In today's information-rich and often polarized landscape, the ability to automatically extract, analyze, and evaluate arguments from textual data has become paramount. Argument mining, a specialized area within Natural Language Processing, tackles this challenge by focusing on the identification and structuring of argumentative elements, including claims, premises, and conclusions, within written and spoken discourse.
The purpose of this project is to research, design, and develop an open-source tool for automated argument mining across diverse media formats such as social media or political debates. We aim to make (political) discourse more understandable and accessible by revealing the logical and argumentative structures embedded in natural language, leveraging the power of AI.
With its potential to enhance critical thinking and inform decision-making across diverse domains such as legal analysis, online debate platforms, policy formulation, and the detection of misinformation, argument mining provides valuable tools for understanding the logical underpinnings of persuasive communication. The anticipated outcome of this project is a functional prototype capable of processing real-world data and presenting arguments and their relationships in a structured, visual format.

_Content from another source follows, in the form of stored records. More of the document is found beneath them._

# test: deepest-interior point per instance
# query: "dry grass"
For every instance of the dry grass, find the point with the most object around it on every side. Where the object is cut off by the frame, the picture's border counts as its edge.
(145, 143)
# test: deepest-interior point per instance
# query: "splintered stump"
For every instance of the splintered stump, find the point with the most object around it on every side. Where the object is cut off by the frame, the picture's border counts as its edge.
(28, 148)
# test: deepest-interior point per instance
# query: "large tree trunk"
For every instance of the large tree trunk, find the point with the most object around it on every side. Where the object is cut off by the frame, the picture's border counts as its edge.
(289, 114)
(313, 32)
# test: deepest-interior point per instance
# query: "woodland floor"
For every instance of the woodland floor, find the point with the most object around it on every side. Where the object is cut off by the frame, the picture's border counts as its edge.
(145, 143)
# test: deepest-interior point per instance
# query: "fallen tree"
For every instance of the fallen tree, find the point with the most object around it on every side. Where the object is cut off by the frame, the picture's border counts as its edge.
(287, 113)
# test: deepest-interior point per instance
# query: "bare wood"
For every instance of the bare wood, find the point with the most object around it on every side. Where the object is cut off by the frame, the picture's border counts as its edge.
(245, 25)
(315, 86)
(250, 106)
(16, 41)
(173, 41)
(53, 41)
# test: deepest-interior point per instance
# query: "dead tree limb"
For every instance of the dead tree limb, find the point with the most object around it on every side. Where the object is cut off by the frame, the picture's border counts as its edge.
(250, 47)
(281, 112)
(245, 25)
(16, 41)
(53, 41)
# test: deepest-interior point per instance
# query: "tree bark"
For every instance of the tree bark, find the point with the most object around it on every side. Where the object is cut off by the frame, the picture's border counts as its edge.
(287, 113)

Through this project, we intend to contribute to the advancement of argument mining by developing a practical and effective pipeline capable of analyzing real-world textual data and addressing the critical challenges in this evolving field.
Our project involved the creation of eight repositories. The following two are crucial for reproducing our pipeline and therefore more in detail explained both in this README (Project Setup Guide) and in their repository wikis:
- armin-app: This repository houses the web frontend, built using Vue.
- argument-mining-api: Provides the API endpoints, models, and handles the core logic for discovering Argumentative Discourse Units.
In addition, we developed other repositories for developing and testing purposes:
- training-zoo: Dedicated to training our decoder and encoder models.
- synapse-spark: Here, we tested and engineered prompts for Large Language Models.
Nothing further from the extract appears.